Let’s go down to the river to pray … you could really benefit from this!
After the January Taizé prayer service at Saint Mary-of-the-Woods, we learned that one of the participants made the following report to members of a committee on which he serves: “You all should go to the next one. You could really benefit from this.”
These monthly services in the Church of the Immaculate Conception were created as one of the contributions of the Sisters of Providence to Terre Haute’s celebration of the Year of the River. The Providence Center team that created the Taizé services has chosen a “water” theme for each month. January’s focus was the lack of potable water in the world; the February service (Feb. 19, 7-8 p.m.) will center on thirst and our insatiable thirst for bottled water.
So back to our friend who prayed with us in January. I want to ask him and maybe you who are reading this as well: What is the benefit of praying about water or lack thereof? Will this bring more water to those most in need? Will this stop you or me from wasting water or consuming more water than we really need? Will I lessen the frequency with which I wash my clothes? Will I remember to turn off the water faucet when I brush my teeth?

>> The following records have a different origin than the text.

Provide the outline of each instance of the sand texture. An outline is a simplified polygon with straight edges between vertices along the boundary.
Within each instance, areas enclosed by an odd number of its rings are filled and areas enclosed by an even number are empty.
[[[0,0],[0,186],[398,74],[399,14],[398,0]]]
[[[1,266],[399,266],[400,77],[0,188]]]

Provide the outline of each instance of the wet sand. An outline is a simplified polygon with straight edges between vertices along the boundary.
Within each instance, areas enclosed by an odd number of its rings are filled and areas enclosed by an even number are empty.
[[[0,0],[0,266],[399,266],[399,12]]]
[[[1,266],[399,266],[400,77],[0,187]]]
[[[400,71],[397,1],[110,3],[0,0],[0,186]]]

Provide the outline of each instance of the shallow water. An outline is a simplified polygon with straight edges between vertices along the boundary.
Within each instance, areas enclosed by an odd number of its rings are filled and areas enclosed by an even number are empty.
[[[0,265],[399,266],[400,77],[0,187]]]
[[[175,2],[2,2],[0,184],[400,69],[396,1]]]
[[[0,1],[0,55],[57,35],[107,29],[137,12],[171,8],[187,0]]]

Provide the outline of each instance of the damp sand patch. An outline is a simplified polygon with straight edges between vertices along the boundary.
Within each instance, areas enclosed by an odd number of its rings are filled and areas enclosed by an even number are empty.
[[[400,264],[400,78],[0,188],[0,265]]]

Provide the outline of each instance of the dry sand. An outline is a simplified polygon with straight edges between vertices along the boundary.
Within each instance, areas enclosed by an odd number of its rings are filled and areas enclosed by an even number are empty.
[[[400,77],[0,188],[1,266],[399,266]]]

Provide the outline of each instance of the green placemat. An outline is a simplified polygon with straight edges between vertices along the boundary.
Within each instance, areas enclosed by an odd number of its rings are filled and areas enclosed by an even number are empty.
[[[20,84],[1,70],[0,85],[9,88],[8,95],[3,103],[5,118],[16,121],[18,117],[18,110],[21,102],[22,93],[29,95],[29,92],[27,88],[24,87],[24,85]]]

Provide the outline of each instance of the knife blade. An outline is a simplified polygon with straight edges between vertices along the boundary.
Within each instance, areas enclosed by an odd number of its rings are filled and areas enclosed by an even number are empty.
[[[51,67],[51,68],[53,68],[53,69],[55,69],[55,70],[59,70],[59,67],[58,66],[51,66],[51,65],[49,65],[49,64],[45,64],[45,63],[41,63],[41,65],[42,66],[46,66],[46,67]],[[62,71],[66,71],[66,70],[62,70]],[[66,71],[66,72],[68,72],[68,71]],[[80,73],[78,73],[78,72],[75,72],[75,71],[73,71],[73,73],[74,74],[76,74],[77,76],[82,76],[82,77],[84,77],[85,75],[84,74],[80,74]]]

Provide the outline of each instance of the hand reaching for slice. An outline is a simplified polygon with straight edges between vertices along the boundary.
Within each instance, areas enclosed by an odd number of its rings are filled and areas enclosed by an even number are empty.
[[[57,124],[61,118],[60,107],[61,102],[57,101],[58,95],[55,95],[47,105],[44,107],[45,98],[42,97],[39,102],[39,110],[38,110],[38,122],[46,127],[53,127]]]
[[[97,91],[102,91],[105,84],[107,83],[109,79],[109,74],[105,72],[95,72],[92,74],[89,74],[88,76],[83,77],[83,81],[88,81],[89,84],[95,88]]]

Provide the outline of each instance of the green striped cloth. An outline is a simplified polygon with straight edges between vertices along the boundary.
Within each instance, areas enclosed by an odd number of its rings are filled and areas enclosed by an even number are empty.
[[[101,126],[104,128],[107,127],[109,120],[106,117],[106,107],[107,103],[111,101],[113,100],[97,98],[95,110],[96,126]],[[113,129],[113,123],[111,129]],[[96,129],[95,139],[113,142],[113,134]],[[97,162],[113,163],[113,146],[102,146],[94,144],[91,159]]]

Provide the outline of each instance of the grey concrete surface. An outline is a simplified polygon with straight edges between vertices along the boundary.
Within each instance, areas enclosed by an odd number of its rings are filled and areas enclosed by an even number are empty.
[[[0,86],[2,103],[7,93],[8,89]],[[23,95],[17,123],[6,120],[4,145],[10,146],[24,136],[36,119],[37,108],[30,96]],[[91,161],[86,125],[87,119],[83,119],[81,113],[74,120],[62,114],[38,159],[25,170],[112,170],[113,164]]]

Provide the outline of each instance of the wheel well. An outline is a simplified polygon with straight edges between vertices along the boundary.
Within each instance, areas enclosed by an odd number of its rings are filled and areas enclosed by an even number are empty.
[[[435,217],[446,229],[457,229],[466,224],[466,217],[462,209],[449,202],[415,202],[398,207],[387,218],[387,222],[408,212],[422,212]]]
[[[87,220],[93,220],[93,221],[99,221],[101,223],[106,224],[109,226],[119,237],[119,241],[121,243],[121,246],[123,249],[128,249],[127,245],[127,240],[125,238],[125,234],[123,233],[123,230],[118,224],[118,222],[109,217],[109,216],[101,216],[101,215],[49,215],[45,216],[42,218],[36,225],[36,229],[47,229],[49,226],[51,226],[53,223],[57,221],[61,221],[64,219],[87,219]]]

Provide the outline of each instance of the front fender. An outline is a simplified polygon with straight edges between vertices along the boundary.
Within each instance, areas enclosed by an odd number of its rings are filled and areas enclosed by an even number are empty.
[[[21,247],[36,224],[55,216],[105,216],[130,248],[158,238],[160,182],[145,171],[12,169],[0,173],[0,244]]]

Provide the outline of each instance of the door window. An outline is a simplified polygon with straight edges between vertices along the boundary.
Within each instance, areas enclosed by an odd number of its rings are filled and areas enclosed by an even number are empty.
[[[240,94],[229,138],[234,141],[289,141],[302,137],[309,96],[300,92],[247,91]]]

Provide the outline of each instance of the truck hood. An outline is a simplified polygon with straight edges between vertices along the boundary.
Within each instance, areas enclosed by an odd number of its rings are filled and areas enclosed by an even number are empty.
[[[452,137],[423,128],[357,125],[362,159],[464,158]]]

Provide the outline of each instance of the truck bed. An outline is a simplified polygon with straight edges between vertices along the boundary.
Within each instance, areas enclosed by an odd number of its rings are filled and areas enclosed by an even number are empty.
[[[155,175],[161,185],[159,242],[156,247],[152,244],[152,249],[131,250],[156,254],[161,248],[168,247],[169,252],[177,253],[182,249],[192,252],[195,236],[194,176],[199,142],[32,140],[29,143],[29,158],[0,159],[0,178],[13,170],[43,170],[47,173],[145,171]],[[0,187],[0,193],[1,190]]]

If I go to the February prayer service and learn that the oil needed to make the plastic for all the bottles of water sold in the U.S. is equivalent to the fuel needed to keep one million vehicles on the road for 12 months, will I stop buying bottled water?
And what does all of this really have to do with the Year of the River anyway?
Do you know the Spiritual, “Down to the River to Pray?”
Each verse enjoins another group — brothers, sisters, mothers, fathers — to go down to the river to pray.
Why? ….to ask our good and Provident God to “show me (us) the way.”
Benefits of prayer
I believe that is the benefit of an experience like the Taizé Prayer, of any prayer really. Sometimes I need to be shown again (and again) the way to live that will enable others to live more fully. As expressed in one of the readings used for the January service: “But the scales are falling from our eyes and we see what we must do. We must change how we think about ourselves and we must act on that new knowledge.”
It is a wonderful benefit to gather with other seekers on this journey, to go across the river to Saint Mary-of-the-Woods, to gather amidst the candlelight and music that is the Taizé prayer and to ask our God to:
Guide us to our truest selves, co-creators with you of this environment. Persuade us to be worthy inheritors of the astonishing evolving reality in which we live: appreciators of the daytime in all its colors and aromas, admirers of the heavens at night, reverent caretakers of our generous green earth, respectful of everything alive — especially of our fellow humans in all their bewildering diversity. May it be so.